I've critiqued Wolfram's approach before.  To summarize, I think this method encourages students to rely too much on trial and error and does not require them to understand the mathematical underpinnings of the computer program.  In my opinion, a modeling only approach creates as many problems as it solves.

(For the record, at our college the modeling is limited to college algebra.  The other algebra classes are taught in a more traditional format.)

Dan Meyer

 Khan, I'm laughing at the "superior intellect." (image from blogspot.com)
Dan Meyer is often mentioned as an alternative view to Salman Khan.  Whenever I'm reading a discussion on the Khan Academy, I'm usually the one who drags brings in his name.




Meyer's approach to teaching is more Socratic than Khan and Wolfram.  He encourages direct instruction when it is warranted, but he is known for using multimedia to prompt questions from his students.  Formulating good questions is his passion.  (Meyer is unique in this list because he is the only one with teaching experience.)

The final person in this debate is the one person who I think could pull off a computer based curriculum and make it work.

Will Wright


 V'ger... expects an answer.  (image from blogspot.com)
Will Wright is the creator of the Sim City games and Spore.  His education was at a Montessori School, and  he credits his education as inspiration for his games.




The Montessori connection is what first brought Wright to my attention.  I'm a big supporter of Maria Montessori, and have written about her before.  I don't like to say "ahead of her time" often, but I don't hesitate to use use it to describe her.  (More on that in a future post.)  I would also apply "ahead if his time" to Wright as well.
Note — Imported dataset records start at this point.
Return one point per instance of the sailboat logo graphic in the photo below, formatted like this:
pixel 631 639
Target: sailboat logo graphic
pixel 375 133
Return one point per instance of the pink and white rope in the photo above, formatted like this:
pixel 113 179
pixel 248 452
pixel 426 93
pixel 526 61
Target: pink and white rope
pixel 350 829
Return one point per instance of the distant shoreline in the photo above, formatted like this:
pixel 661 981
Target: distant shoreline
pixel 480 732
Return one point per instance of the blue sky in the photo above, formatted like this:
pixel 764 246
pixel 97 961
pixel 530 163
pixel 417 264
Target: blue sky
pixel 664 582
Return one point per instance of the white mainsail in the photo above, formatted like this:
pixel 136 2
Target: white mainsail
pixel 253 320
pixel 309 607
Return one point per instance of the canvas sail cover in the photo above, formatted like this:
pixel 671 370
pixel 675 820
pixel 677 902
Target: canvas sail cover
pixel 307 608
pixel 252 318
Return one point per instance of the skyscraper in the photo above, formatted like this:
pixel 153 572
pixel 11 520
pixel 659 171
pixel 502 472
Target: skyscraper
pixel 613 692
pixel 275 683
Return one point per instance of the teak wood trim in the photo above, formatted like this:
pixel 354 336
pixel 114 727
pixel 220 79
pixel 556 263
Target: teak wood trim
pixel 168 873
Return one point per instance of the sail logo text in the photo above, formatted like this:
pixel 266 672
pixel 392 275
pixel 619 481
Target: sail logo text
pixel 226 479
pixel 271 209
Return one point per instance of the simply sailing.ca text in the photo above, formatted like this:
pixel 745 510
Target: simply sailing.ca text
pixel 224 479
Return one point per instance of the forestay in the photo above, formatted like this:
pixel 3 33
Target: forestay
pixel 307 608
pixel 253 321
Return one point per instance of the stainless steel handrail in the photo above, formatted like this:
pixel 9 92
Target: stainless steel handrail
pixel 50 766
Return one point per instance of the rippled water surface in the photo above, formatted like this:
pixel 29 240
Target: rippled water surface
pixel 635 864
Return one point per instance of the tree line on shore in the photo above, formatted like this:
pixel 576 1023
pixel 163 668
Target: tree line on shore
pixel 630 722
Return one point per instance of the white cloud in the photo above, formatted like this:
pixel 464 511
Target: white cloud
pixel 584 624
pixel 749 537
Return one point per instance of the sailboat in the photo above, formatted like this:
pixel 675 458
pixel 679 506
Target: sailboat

The beauty of Wright's games is that the notion of winning is completely up to the player.  The games are more simulations than games in the traditional sense.  However, inside of Spore are achievements that players can unlock.  The achievements give feedback to the players that they have accomplished something.  Achievements are uploaded to the spore website so players can share their progress.

In addition to the achievements, players are able to create their own environment.  The amount of customization increases as your creatures evolve.  Creations can be uploaded to the spore website for players to share as well.

Applying the nexus of creative play, open ended game play, and player achievements to education would be a powerful tool.  Jane McGonigal has the same idea (her TED Talk is here).  I think that if there is anybody who has the technical knowledge and creativity to put the pieces together, it would be Will Wright.

I'm not aware of Wright making a push into the educational world in the same way as Bill Gates.  However, he is thinking about education.  One video is here.  Even if he is not involved directly, perhaps there is a way to take inspiration from his work to bring his style of game play into the educational arena.

Here are four different approaches to educational technology.  Some approaches are better than others, but each brings something to the discussion.  I would encourage any educator to think about their students when using any technology.  The real drain on student learning is when we as teachers forget our audience and start applying "one size fits all" solutions.